Advances in sequencing technology have resulted in an exponential increase in the availability of protein sequence information. In order to fully utilize information, it is important to translate the primary sequences into high-resolution tertiary protein structures. MODELLER is a leading homology modeling method that produces high quality protein structures. In this study, the function of MODELLER was expanded by configuring and deploying it on a parallel grid computing platform using a custom four-step workflow. The workflow consisted of template selection through a protein BLAST algorithm, target-template protein sequence alignment, distribution of model generation jobs among the compute clusters, and final protein model optimization. To test the validity of this workflow, we used the Dual Specificity Phosphatase (DSP) protein family, which shares high homology among each other.
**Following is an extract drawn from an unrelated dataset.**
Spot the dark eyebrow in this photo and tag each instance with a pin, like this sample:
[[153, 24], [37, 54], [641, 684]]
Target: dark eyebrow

Comparison of the DSP member SSH-2 with its model counterpart revealed a minimal 1.3% difference in output energy scores. Furthermore, the Dali Pair wise Comparison Program demonstrated a 98% match among amino acid features and a Z-score of 26.6 indicating very significant similarities between the model and actual protein structure. After confirming the accuracy of our workflow, we generated 23 previously unknown DSP family protein structure models. Over 40,000 models were generated 30 times faster than conventional computing. Virtual receptor-ligand screening results of modeled protein DSP21 were compared with two known structures that had either higher or lower structural homology to DSP21. There was a significant difference (p!0.001) between the average ligand ranking discrepancy of a more homologous protein pair and a less homologous protein pair, suggesting that the protein models generated were sufficiently accurate for virtual screening. These results demonstrate the accuracy and usability of a grid-enabled MODELLER program and the increased efficiency of processing protein structure models. This workflow will help increase the speed of future drug development pipelines.

查看原文本刊更多论文

网格计算环境下的蛋白质结构建模

测序技术的进步导致蛋白质序列信息的可用性呈指数级增长。为了充分利用信息，将一级序列翻译成高分辨率的三级蛋白结构是很重要的。modeler是一种领先的同源建模方法，可产生高质量的蛋白质结构。在本研究中，使用自定义的四步工作流，通过配置和部署modeler在并行网格计算平台上扩展其功能。该工作流程包括通过蛋白质BLAST算法选择模板，目标模板蛋白质序列比对，在计算集群中分配模型生成作业，以及最终的蛋白质模型优化。为了验证该工作流程的有效性，我们使用了双特异性磷酸酶(DSP)蛋白家族，它们之间具有很高的同源性。DSP成员SSH-2与其模型对应的比较显示，输出能量评分差异极小，仅为1.3%。此外，Dali配对比较程序显示氨基酸特征之间的匹配率为98%，z分数为26.6，表明模型与实际蛋白质结构之间存在非常显著的相似性。在确认我们工作流程的准确性后，我们生成了23个以前未知的DSP家族蛋白质结构模型。生成4万多个模型的速度是传统计算的30倍。将模拟蛋白DSP21的虚拟受体配体筛选结果与与DSP21结构同源性较高或较低的两种已知结构进行比较。同源性较高的蛋白质对和同源性较低的蛋白质对的平均配体排序差异有显著差异(p!0.001)，表明所生成的蛋白质模型对于虚拟筛选具有足够的准确性。这些结果证明了网格支持的modeler程序的准确性和可用性，以及处理蛋白质结构模型的效率提高。该工作流程将有助于提高未来药物开发管道的速度。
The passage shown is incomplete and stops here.